The difference between Rutan's (or should I say the XPrize) approach
and NASA's is that it will build a commercial business around every
step of development. Here are the steps (and my best case timeline
estimate):
- Edge of Space (now — the next 2 years). The simple space plane (that won the XPrize) was interesting enough for Virgin to invest in as a space tourism business.
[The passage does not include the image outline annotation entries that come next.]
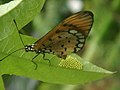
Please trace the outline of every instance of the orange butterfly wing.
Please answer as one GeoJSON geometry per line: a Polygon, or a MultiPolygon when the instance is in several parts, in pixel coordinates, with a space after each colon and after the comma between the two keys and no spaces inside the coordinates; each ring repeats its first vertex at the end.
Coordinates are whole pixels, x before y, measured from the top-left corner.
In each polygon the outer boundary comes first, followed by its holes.
{"type": "Polygon", "coordinates": [[[75,13],[35,42],[34,49],[65,59],[68,54],[83,48],[93,21],[90,11],[75,13]]]}

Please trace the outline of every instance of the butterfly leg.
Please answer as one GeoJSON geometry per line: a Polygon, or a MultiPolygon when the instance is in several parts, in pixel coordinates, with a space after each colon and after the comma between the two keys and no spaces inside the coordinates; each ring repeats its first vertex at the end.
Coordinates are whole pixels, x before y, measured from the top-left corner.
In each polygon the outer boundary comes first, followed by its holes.
{"type": "Polygon", "coordinates": [[[33,58],[32,58],[32,62],[35,64],[35,70],[37,69],[38,65],[37,63],[34,62],[34,59],[38,56],[39,54],[35,55],[33,58]]]}
{"type": "Polygon", "coordinates": [[[42,53],[42,54],[43,54],[43,59],[44,59],[44,60],[47,60],[47,61],[49,62],[49,66],[51,66],[51,62],[50,62],[50,60],[47,59],[47,58],[45,58],[45,53],[42,53]]]}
- Extend Zero G time (4 years). The next step
is to extend the time in zero G while reducing the cost. This will grow
the market. Motivation: commercial need. - LEO Orbit. After that, it will be a full
push to circle the globe in orbit. Again, it will be space tourism that
drives this. A prize of $100 m would help accelerate things. - Commercial micro satellites (5-6 years). At
that point, modifications of the vehicles will be made to insert LEO
micro-satellites. With a record of reliability and low costs (proven
via space tourism), Rutan's vehicles will eat this market up. It will
make lots of new satellite business available due to the business
opportunities offered by this low cost solution. Motivation: commercial
need. - LEO station/hotel (12-14 years). Add
docking capability and orbital manipulation to the vehicle and you have
a way to get back and forth from permanent structures in LEO. That
makes it possible to build a business in orbit — a hotel or work
facility. To build this facility, a low cost moderate payload lift
vehicle would need to be built (the facility would be manufactured in
space vs. the prefabed module approach used in the past). A $1 billion
prize for a private facility continuously manned by 10 people for a
year would accelerate this. - OTV to GEOSYNC (13-14 years). At that point a reusable orbital transfer vehicle (OTV) will be built to bring payloads from LEO to GEO.
- Zoom time (15 years?). Business will boom.
Heavy lift vehicle will be built to take advantage of the demand.
Asteroid belt mining. Moon tourism. So much is possible once this low
cost commercial infrastructure is built.